Worse storms, drought, flooding, ocean rise and acidification, and extreme temperature events continue their march. But the report concludes we’re unlikely to hold the rise to 1.5 degrees, which will trigger the need for unprecedented global reductions of fossil-fuel emissions: almost 50 percent by 2030 with net zero by 2050. A 2-degree rise is more achievable, but the report warns of the added devastation from just this extra half degree.

Unfortunately, the world isn’t on track to meet even 2 degrees. Current policies put the likely increase at 3.4 degrees by century’s end, with continued rise afterward. The report doesn’t document what level of destruction our grandchildren and their kids would face at the dawning of the next century, but it’s sure to be a much more perilous existence.

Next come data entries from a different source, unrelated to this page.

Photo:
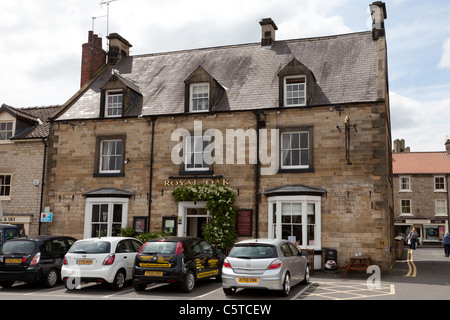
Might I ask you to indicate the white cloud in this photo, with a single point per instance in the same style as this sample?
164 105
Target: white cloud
423 125
445 60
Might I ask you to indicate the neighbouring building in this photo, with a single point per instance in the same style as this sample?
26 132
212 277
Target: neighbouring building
23 146
421 197
142 125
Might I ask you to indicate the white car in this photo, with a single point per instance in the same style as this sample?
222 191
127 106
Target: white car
264 264
102 260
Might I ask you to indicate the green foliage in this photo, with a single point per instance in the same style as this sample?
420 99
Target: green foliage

On the bright side, we have the technology to slow down temperature rise through economic means. Burning fossil fuels has produced the rise, but economic alternatives are available to stabilize it at less-hostile levels. Renewable energy instead of coal and natural gas, and the many transportation options to reduce petroleum, are but some of the paths.

There are other ideas worth considering. American economist William Nordhaus recently won the Nobel Prize in economics for his study of reducing climate change by uniformly charging for the carbon that produces it.

And there’s another carbon-cost plan, “Carbon Fee and Dividend,” a market-based report put forward by the bipartisan Citizens’ Climate Lobby, that not only meets, but exceeds, the Paris Climate Agreement and would improve the economy to boot.

The plan recommends charging a fee for every ton of carbon at its source, whether from the ground, below the sea, or imported from abroad. The first year, it’s $15 and increases every year by another $10. The fees are returned monthly to households, minus small administrative costs, to pay for the added cost at the pump or on your light bill.

Under this plan, emissions are projected to drop 50 percent in 20 years and employment would grow by nearly 3 million from the added money in the economy. Most households get back at least as much as they pay, with medium- and lower-income levels seeing more benefit since their fossil-fuel consumption is lower than higher-income households.

The best news is that the plan’s elements are part of The Energy Innovation and Carbon Dividend Act, which was introduced in the U.S. House of Representatives late last month. Please call your congressperson in support of this legislation. Let’s make our grandchildren both safe and proud.•

__________

Kempf is media coordinator for the Indianapolis chapter of the Citizens’ Climate Lobby.